Cost and latency are the two most common hurdles in agentic systems. Because these workflows involve multiple model calls per user request, the token usage can grow exponentially if not carefully monitored. Developers must implement strict limits on the number of iterations and use cheaper, faster models for simple reflection or data parsing tasks to keep the system economically viable.
Observability is the final piece of the puzzle. Traditional logging isn't enough when you need to understand why an agent decided to delete a database table or ignore a specific constraint. You need specialized tracing tools that visualize the entire agentic graph, showing the inputs, thoughts, actions, and observations for every single step in the process.
Managing Infinite Loops and Hallucinations
The most dangerous failure mode for an autonomous agent is the infinite loop, where it repeatedly attempts a failing action without changing its approach.

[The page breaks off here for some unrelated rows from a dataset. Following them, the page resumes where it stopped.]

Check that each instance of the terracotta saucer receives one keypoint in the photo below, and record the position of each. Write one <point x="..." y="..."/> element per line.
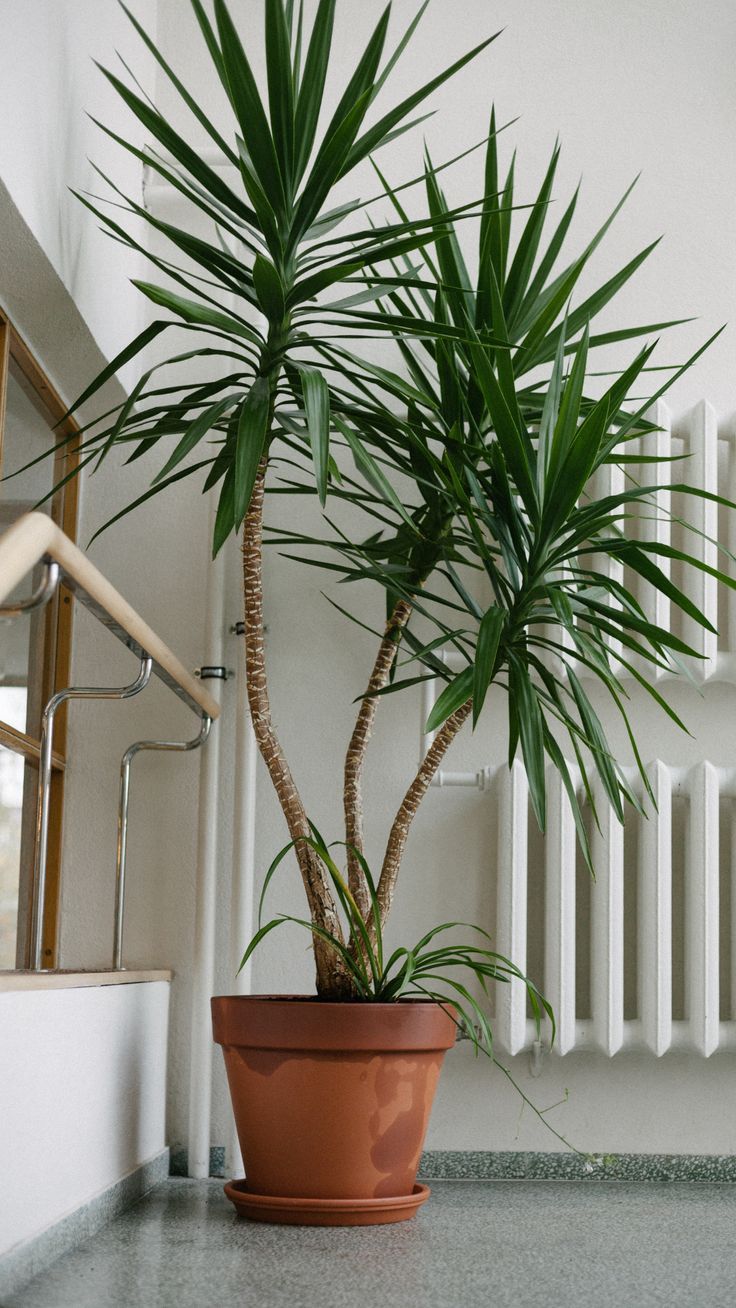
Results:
<point x="269" y="1207"/>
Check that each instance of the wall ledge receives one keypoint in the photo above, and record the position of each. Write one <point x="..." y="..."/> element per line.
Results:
<point x="66" y="979"/>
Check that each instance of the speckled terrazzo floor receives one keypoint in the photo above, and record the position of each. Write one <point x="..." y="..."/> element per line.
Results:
<point x="501" y="1243"/>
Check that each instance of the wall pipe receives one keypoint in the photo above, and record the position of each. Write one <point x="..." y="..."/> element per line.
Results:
<point x="243" y="861"/>
<point x="203" y="969"/>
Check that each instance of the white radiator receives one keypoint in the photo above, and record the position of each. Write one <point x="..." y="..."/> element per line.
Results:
<point x="645" y="956"/>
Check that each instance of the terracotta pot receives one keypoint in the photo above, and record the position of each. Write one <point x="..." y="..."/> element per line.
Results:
<point x="331" y="1103"/>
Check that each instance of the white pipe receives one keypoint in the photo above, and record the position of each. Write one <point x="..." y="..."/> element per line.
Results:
<point x="243" y="863"/>
<point x="203" y="972"/>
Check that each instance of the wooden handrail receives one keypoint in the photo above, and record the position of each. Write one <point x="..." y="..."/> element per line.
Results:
<point x="35" y="538"/>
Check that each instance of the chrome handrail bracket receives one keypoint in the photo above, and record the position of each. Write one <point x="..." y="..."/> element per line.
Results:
<point x="41" y="595"/>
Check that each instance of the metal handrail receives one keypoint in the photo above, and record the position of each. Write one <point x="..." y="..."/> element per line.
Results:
<point x="124" y="794"/>
<point x="72" y="692"/>
<point x="34" y="539"/>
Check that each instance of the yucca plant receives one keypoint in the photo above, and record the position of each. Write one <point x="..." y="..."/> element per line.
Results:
<point x="475" y="478"/>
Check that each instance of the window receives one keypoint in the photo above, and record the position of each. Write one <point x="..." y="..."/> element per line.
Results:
<point x="34" y="649"/>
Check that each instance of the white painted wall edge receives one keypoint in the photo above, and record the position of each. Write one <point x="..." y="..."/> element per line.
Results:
<point x="83" y="1096"/>
<point x="41" y="308"/>
<point x="29" y="1258"/>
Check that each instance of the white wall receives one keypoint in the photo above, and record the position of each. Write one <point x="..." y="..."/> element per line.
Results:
<point x="49" y="85"/>
<point x="629" y="86"/>
<point x="83" y="1096"/>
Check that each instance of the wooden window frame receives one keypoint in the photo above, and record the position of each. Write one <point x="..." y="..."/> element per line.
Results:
<point x="56" y="618"/>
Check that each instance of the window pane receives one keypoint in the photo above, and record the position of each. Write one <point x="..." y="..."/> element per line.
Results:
<point x="12" y="774"/>
<point x="28" y="433"/>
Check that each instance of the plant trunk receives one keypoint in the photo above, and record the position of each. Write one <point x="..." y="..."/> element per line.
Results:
<point x="354" y="759"/>
<point x="412" y="799"/>
<point x="332" y="980"/>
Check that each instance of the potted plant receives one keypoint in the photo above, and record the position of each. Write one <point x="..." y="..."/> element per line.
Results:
<point x="472" y="461"/>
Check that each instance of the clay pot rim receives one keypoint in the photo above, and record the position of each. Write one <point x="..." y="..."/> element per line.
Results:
<point x="336" y="1003"/>
<point x="307" y="1024"/>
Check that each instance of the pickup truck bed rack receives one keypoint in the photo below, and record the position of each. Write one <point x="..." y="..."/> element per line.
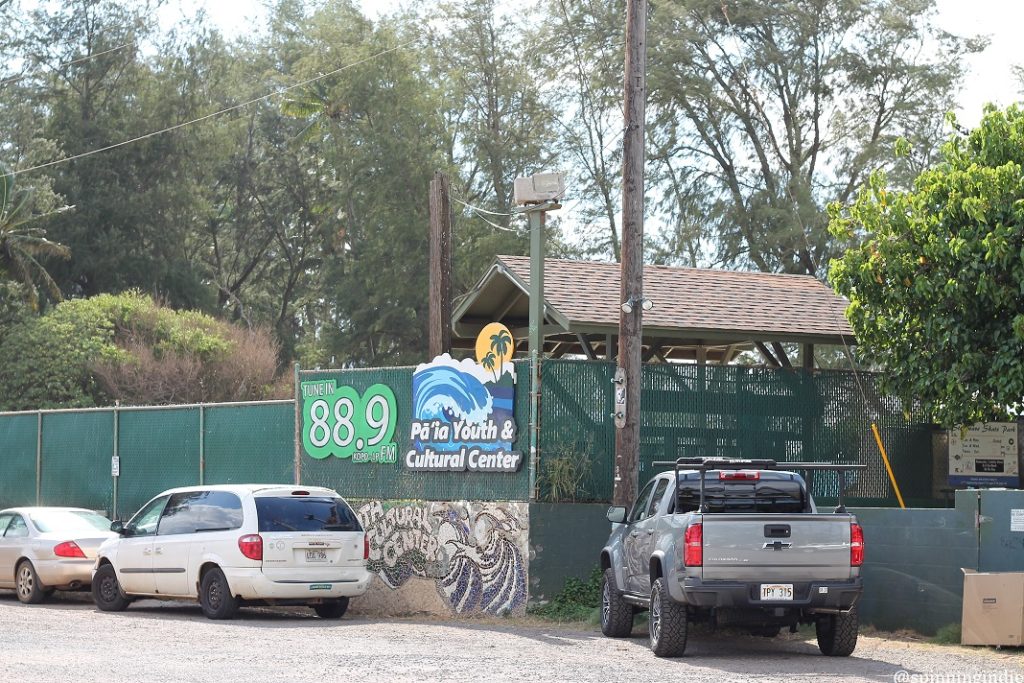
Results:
<point x="704" y="465"/>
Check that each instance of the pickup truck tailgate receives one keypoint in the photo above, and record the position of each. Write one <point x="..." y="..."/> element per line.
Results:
<point x="776" y="547"/>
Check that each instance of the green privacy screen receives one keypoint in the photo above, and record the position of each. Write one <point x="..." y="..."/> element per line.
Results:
<point x="735" y="412"/>
<point x="688" y="411"/>
<point x="76" y="460"/>
<point x="17" y="459"/>
<point x="159" y="450"/>
<point x="250" y="443"/>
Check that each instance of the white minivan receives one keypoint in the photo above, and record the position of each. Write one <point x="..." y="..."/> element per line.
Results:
<point x="232" y="545"/>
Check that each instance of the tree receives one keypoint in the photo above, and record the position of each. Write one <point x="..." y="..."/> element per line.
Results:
<point x="935" y="282"/>
<point x="23" y="242"/>
<point x="765" y="112"/>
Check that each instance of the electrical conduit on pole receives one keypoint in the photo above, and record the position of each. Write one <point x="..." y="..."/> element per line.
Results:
<point x="536" y="339"/>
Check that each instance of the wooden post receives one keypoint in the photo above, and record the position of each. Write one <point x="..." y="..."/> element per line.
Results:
<point x="631" y="324"/>
<point x="439" y="334"/>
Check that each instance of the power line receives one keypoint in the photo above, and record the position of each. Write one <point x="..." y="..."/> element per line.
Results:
<point x="215" y="114"/>
<point x="14" y="79"/>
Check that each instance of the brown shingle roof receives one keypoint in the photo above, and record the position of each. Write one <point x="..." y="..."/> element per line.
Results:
<point x="688" y="302"/>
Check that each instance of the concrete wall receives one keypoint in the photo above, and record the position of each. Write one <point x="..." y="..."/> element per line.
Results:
<point x="443" y="558"/>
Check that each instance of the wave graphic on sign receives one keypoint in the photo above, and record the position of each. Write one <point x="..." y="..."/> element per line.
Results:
<point x="444" y="390"/>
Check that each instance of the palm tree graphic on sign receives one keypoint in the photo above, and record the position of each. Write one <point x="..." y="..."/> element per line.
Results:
<point x="495" y="347"/>
<point x="500" y="345"/>
<point x="488" y="364"/>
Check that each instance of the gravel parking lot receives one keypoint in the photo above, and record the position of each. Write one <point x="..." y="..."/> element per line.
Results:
<point x="67" y="639"/>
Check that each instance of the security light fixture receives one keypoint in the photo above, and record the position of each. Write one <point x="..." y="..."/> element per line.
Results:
<point x="629" y="304"/>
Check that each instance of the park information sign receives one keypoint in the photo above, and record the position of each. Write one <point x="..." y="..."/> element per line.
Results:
<point x="339" y="421"/>
<point x="463" y="410"/>
<point x="985" y="455"/>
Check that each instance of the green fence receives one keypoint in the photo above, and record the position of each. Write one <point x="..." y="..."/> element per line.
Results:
<point x="732" y="411"/>
<point x="64" y="457"/>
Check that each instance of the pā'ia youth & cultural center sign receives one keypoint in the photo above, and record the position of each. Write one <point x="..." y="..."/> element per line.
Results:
<point x="463" y="410"/>
<point x="462" y="414"/>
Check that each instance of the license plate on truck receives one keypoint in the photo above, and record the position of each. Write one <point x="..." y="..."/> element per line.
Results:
<point x="776" y="591"/>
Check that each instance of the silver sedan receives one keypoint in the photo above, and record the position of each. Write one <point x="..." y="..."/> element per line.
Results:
<point x="43" y="549"/>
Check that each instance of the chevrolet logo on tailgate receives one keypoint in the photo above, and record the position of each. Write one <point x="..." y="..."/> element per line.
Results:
<point x="778" y="545"/>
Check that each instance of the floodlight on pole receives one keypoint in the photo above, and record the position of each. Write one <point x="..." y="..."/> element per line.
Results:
<point x="629" y="304"/>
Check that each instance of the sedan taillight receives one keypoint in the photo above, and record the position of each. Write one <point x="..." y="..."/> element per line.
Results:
<point x="68" y="549"/>
<point x="252" y="546"/>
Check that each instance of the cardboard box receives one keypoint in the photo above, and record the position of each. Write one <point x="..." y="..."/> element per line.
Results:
<point x="993" y="608"/>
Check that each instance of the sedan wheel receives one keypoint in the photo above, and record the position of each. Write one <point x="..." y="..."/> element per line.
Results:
<point x="28" y="587"/>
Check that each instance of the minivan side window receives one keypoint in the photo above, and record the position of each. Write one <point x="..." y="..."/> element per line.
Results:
<point x="145" y="520"/>
<point x="195" y="511"/>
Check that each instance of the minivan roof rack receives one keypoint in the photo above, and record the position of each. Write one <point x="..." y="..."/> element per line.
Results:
<point x="702" y="465"/>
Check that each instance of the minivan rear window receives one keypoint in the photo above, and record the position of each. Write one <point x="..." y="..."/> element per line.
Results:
<point x="305" y="513"/>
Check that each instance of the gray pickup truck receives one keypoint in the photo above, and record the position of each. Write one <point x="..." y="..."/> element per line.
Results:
<point x="733" y="543"/>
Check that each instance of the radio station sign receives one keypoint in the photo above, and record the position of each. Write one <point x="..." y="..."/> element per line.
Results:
<point x="985" y="455"/>
<point x="463" y="410"/>
<point x="339" y="421"/>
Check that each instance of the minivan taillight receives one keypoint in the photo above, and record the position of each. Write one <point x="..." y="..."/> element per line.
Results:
<point x="68" y="549"/>
<point x="856" y="545"/>
<point x="693" y="546"/>
<point x="252" y="546"/>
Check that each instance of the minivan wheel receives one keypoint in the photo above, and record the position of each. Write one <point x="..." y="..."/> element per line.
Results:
<point x="332" y="609"/>
<point x="30" y="591"/>
<point x="107" y="591"/>
<point x="838" y="633"/>
<point x="215" y="596"/>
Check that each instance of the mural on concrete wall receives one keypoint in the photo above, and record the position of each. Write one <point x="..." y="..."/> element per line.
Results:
<point x="473" y="552"/>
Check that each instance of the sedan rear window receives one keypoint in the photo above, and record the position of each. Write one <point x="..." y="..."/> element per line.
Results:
<point x="305" y="514"/>
<point x="70" y="521"/>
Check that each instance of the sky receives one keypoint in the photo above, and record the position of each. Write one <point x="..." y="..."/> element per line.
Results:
<point x="989" y="74"/>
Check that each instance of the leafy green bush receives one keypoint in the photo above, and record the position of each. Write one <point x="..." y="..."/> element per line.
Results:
<point x="947" y="635"/>
<point x="578" y="601"/>
<point x="127" y="347"/>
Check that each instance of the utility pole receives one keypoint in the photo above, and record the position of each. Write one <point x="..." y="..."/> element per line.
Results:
<point x="631" y="316"/>
<point x="439" y="335"/>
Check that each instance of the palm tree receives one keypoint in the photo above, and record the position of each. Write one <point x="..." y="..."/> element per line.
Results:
<point x="488" y="363"/>
<point x="20" y="245"/>
<point x="500" y="344"/>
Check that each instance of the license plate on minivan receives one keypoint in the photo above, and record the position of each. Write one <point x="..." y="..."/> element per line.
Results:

To prevent this, we implement 'circuit breakers' that terminate the execution after a certain number of failed tool calls or if the agent enters a repetitive reasoning pattern. These safeguards are essential for protecting both your cloud budget and the underlying infrastructure.
Autonomy is a spectrum, not a binary. In production, always start with more constraints and gradually loosen them as you gain confidence in the agent's stability.
By implementing a human-in-the-loop (HITL) mechanism for high-stakes decisions, you can enjoy the benefits of agentic automation while maintaining a safety net. The system can pause the loop and ask for human confirmation before executing a destructive action, ensuring that the agent remains an assistant rather than a liability.